During the brief Gulf ceasefire, shipowners scrambled to get tankers out of the Gulf and, while average shipments were lower than normal, upwards of 20 million barrels a day traversed the now blocked Strait of Hormuz.
That provided something of a short-term buffer to oil supplies and, when combined with the Russian surplus, has kept crude oil prices in check.
On top of that, China's decision to conserve its refined fuel resulted in a dramatic drop in crude purchases, as this graph illustrates, which also took the pressure off global prices.
According to Kavonic, China has played a key role in moderating crude oil prices throughout the crisis.
With already large reserves, he explains, China bought up big when the conflict erupted and then sold oil as hostilities went on.
Its purchases are now the smallest in a decade, slicing around 5 million barrels a day from global demand.
Also weighing on crude prices has been the release of strategic reserves, totalling about 3 million barrels a day. But those reserves are now dangerously low.
"We now have a billion barrels less oil and fuel stocks than before the war," Kavonic says.
"We've been living off the oil market credit card and we're close to maxing out the card for refined fuel."
'Diesel, jet fuel and gasoline shortages'
With markets temporarily swimming in excess crude oil, the gap between its price and that of increasingly scarce stocks of refined fuel has again begun to widen.
"There are diesel, jet fuel and gasoline shortages," Kavonic observes.
"The (price) spreads are unusually high."
Prior to the war, the Gulf states were the biggest exporters of diesel and jet fuel.

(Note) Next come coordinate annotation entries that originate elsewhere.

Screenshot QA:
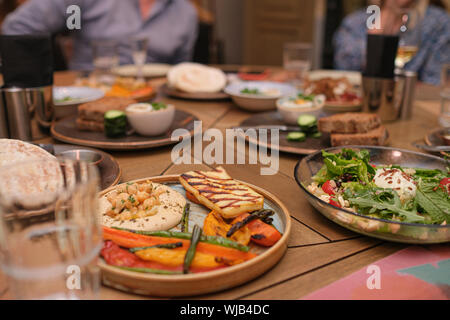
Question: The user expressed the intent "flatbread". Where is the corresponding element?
[167,62,227,93]
[100,183,186,231]
[0,139,64,206]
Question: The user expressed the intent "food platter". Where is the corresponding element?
[53,144,122,190]
[161,83,230,101]
[425,128,450,157]
[99,175,291,297]
[308,70,362,112]
[240,111,330,155]
[51,110,198,150]
[294,146,450,244]
[112,63,171,78]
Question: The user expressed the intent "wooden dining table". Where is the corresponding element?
[0,72,440,299]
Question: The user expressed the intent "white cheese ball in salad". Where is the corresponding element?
[373,168,417,201]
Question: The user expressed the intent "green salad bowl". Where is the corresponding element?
[294,146,450,244]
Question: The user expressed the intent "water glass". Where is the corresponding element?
[0,159,102,299]
[92,40,120,82]
[439,64,450,127]
[283,42,313,87]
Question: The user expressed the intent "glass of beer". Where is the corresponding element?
[0,159,102,300]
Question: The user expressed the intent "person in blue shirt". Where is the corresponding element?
[2,0,198,70]
[334,0,450,85]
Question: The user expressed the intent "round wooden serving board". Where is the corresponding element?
[99,175,291,297]
[50,110,198,150]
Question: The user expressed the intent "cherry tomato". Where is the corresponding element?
[329,199,342,208]
[322,180,334,196]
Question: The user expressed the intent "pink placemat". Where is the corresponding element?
[302,245,450,300]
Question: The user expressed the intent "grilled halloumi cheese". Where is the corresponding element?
[180,167,264,219]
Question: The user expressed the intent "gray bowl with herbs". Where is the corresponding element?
[294,146,450,244]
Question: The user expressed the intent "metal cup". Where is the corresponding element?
[1,86,54,141]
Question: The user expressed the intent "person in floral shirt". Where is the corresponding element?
[334,0,450,85]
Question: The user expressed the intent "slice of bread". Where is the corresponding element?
[318,112,381,133]
[331,126,388,147]
[75,118,105,132]
[179,167,264,219]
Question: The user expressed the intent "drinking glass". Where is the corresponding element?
[92,40,119,84]
[395,9,421,69]
[0,159,102,299]
[283,42,312,88]
[131,38,147,80]
[439,64,450,127]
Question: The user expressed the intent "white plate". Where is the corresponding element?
[308,70,362,86]
[112,63,172,78]
[53,87,105,106]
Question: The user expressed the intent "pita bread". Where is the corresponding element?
[167,62,227,93]
[100,182,186,231]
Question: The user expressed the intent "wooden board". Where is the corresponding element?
[99,175,291,297]
[54,144,122,190]
[161,83,230,100]
[50,110,198,150]
[240,111,330,154]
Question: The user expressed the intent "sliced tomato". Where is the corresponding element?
[322,180,335,196]
[329,199,342,208]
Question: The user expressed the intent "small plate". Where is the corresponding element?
[50,110,198,150]
[53,144,122,190]
[112,63,172,78]
[99,175,291,297]
[53,87,105,107]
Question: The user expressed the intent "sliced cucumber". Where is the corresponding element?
[297,114,317,130]
[287,132,306,142]
[104,110,127,138]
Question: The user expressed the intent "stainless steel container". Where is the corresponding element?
[362,76,400,121]
[1,86,54,141]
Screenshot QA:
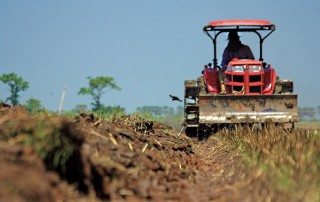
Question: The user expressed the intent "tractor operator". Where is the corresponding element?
[221,31,254,71]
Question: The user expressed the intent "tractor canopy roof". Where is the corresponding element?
[203,20,276,67]
[203,20,275,31]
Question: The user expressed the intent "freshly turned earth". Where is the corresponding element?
[0,103,268,202]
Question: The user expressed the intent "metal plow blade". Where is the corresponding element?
[198,94,299,124]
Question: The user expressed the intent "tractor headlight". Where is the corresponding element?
[249,65,262,72]
[228,65,244,72]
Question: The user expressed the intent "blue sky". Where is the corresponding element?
[0,0,320,112]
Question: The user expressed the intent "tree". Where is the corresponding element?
[0,73,29,105]
[78,76,121,111]
[25,98,43,113]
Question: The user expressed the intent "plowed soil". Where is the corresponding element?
[0,104,268,202]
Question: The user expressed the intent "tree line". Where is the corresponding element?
[0,73,320,120]
[0,73,183,118]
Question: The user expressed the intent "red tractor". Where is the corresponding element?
[184,20,298,136]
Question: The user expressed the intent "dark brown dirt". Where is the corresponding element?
[0,104,267,201]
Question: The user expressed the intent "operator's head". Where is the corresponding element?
[228,30,240,41]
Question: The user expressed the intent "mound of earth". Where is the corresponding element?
[0,104,259,201]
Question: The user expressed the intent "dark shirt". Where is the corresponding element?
[221,41,254,71]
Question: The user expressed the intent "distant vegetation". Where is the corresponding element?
[0,73,29,105]
[0,73,320,121]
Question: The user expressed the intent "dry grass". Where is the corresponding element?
[220,125,320,201]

But, while oil can be diverted to the Red Sea via pipelines, there's no such escape for refined product.
Even if the war is brought to a sudden end, The Economist newspaper estimates that at least 1.4 million barrels a day of Gulf refining capacity has been hit, which could take months to repair.
The damage to Russian refining capacity could be even more extensive.

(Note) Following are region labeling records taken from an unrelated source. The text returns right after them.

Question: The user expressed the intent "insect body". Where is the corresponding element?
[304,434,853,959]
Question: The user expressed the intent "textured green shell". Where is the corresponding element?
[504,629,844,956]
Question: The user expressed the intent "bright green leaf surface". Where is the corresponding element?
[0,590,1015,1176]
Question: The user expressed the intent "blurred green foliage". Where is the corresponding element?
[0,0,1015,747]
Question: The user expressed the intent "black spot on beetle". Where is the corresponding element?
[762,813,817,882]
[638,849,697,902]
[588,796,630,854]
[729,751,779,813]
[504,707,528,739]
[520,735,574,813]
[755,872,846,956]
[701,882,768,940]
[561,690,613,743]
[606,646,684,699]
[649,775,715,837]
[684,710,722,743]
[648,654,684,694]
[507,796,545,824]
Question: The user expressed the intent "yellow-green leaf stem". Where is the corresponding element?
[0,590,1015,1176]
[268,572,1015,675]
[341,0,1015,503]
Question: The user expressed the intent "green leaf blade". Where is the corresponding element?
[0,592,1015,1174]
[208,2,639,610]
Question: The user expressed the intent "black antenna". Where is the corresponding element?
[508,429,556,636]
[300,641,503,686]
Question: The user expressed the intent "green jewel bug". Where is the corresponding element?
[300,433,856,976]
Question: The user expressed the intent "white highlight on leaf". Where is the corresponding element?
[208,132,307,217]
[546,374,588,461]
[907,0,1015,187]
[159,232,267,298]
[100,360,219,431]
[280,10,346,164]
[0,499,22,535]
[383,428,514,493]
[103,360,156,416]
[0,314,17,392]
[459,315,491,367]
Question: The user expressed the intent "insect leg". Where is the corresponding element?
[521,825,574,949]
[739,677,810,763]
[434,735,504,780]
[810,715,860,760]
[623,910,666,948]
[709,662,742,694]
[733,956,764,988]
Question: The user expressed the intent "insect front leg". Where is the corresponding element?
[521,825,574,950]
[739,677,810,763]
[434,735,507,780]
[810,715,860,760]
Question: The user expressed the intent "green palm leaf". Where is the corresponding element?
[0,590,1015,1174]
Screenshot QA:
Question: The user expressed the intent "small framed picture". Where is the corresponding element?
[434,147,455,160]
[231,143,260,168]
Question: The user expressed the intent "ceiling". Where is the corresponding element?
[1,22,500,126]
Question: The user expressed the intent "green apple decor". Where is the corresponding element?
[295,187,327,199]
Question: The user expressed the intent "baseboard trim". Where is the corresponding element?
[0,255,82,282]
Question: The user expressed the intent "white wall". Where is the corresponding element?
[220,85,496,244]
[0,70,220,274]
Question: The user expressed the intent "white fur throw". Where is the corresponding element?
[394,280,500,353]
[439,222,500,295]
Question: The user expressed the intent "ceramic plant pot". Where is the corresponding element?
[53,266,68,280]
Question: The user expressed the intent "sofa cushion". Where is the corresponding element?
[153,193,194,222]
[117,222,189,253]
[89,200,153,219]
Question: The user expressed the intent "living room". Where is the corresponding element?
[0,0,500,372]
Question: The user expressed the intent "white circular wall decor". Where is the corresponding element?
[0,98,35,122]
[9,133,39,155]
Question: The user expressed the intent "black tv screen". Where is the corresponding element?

While crude oil prices remain only slightly elevated, Kavonic warns that the current price environment is unsustainable.
"It all comes back to the war," he says.
"The market is still thinking it's not going to get back to the March position. But we have a month, max."
If there is no resolution, Kavonic estimates crude prices will shoot towards $US130 a barrel.
He's not alone.
Earlier this week, Commonwealth Bank commodity analyst Vivek Dhar noted that, while it may take about 10 weeks for the reduced Gulf output to be fully felt, without a reopening of the Strait of Hormuz that could then push prices as high as $US150 a barrel.
Either way, it simply is a question of time. And for Australia, with just two refineries, now may be the time to stock up on crude supplies. Or for the prime minister to do another tour of refining nations to our north.